The ancient theatre of Sikyon

Sikyonios or Sikyonioi (Greek: Σικυώνιος/Σικυώνιοι), translated as The Sicyonian(s) or The Man from Sicyon, is an Ancient Greek comedy by Menander. About half of the play has survived in fragments of papyrus used to stuff several mummies in the cemetery of Medinet-el-Ghoran in the Faiyum, where they were discovered in 1901 by Pierre Jouguet. The first acts are almost completely lost, but the rest, although the manuscript is often corrupt, lacunose and hard to read, allows a fair reconstruction of the plot.

Plot

Roman, Republican or Early Imperial, Relief of a seated poet (Menander) with masks of New Comedy, 1st century B.C. – early 1st century A.D., Princeton University Art Museum

Sikyionioi takes place in a street in Attica, probably in the demos of Eleusis, facing the houses of Kichesias and Smikrines, two Athenians who have reversed their luck, as the once rich Kichesias has grown poor and the poor Smikrines has become rich.

In the prologue speech the divinity has exposed how twelve years earlier the four-year-old Philumene, together with her nurse and the slave Dromon, was kidnapped by pirates from her father's estate on the coast of Attica and sold at Mylasa in Caria to a wealthy Sicyonian named Hegemon.
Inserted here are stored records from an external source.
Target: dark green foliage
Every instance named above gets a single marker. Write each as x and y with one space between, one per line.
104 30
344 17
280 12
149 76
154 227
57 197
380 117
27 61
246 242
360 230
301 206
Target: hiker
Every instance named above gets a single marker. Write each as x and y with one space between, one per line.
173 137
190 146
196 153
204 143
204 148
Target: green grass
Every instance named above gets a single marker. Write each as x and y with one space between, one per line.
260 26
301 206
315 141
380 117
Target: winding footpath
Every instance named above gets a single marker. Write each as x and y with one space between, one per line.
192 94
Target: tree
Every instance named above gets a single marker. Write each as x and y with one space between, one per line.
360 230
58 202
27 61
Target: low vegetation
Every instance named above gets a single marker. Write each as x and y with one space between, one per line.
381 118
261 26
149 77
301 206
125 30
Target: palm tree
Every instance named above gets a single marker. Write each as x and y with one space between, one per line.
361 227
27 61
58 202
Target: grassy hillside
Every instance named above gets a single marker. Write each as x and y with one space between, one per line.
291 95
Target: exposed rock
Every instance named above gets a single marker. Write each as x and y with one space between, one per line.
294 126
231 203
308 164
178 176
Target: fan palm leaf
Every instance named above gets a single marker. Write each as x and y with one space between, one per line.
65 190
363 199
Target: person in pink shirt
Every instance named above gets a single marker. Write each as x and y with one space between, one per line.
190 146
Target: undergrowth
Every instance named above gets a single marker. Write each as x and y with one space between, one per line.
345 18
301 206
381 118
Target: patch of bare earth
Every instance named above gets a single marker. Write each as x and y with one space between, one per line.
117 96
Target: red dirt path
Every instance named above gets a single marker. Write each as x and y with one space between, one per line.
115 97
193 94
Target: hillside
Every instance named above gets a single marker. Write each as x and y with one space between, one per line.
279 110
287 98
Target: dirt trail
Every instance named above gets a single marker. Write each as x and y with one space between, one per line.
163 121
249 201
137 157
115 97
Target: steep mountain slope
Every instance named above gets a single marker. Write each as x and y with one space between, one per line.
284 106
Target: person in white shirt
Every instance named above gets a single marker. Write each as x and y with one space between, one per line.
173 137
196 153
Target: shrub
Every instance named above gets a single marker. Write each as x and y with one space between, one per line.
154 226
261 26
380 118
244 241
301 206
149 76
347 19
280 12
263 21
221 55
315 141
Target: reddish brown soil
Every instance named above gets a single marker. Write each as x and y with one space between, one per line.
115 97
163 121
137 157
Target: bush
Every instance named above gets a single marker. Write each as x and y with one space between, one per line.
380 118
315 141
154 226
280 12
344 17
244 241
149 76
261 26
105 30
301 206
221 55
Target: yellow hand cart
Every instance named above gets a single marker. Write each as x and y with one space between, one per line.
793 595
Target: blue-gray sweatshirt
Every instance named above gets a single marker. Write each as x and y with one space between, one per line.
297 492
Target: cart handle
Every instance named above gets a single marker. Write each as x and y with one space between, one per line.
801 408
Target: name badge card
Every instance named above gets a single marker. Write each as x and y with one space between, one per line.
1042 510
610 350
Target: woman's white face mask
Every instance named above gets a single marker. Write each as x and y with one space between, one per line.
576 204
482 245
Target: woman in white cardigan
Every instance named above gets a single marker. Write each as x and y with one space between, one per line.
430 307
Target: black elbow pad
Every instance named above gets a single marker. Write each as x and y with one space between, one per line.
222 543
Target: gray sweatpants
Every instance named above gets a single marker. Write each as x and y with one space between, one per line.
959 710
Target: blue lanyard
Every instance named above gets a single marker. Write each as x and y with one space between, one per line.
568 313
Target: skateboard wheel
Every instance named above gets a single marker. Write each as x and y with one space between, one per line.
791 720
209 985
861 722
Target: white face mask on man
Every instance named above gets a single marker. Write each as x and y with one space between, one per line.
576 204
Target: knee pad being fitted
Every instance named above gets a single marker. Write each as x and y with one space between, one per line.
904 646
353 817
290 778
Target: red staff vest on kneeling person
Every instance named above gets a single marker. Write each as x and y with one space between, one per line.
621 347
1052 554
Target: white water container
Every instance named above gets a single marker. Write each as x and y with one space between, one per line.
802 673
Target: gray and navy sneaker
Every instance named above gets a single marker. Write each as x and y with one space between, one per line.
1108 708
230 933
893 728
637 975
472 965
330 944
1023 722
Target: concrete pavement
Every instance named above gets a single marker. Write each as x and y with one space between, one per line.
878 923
The action probably started with a conversation between Theron and his love interest Malthake, during which the audience learns that Theron is the parasite of Stratophanes, a mercenary soldier who has lately arrived from a successful campaign in Asia Minor. In the first act Stratophanes starts his search for a young slave girl who had previously been in his family's custody. Belonging to his late Sicyonian father Hegemon, the girl was educated like a lady and Stratophanes fell in love with her, but now, due to an important lawsuit lost by his father, her fate is uncertain as the property of the slaves is claimed by the Boeotian plaintiff.

When the girl takes refuge in a temple at Eleusis, the old slave in her company claims that she is an Athenian, and a pale beardless young man offers himself as her protector. But then Stratophanes steps up to declare that she belonged to his family. He implores the Eleusinian assembly to be given more time allowing to prove that she is actually an Athenian, which would save her from the Boeotian, but also make it impossible for the Sicyonian to marry her.

Toward the end of act three, however, Stratophanes' slave Pyrrhias reports him the last words of his mother who revealed on her dying bed that he was adopted from an Athenian family. When the slave also brings documents to prove his master's descent, Stratophanes exclaims: "At first I thought I too was a Sicyonian; but here is this man who now brings me my mother's testament and the proofs of my true birth. And I myself believe - if I am to infer from what is written here and to credit it - that I too am your fellow-citizen. Do not yet deprive me of my hope; but if I too am proved to be a fellow citizen of the girl whom I preserved for her father, allow me to ask him for her and to get her. And let none of my antagonists get the girl into his power before he is revealed."[1]

Stratophanes then instructs Theron with the search and the parasite tries to cheat him by paying poor Kichesias to act as her father. At first Kichesias rejects the offer, but then Philumene's slave Dromon arrives to confirm that he is actually the father of the girl.

In act five Stratophanes confronts Smikrines and his pale son Moschion, who has been his rival with the girl, but at the end of their quarrel, when the proof for his Athenian birth is produced, the family recognizes that he is actually Moschion's elder brother given away to the Sicyonians by his father Smikrines when he was poor. As Kichesias consents, Stratophanes is finally free to marry his beloved Philumene.

Notes

  1. Translation by Hugh Lloyd-Jones, Menander's Sikyonios, (1966), p.142.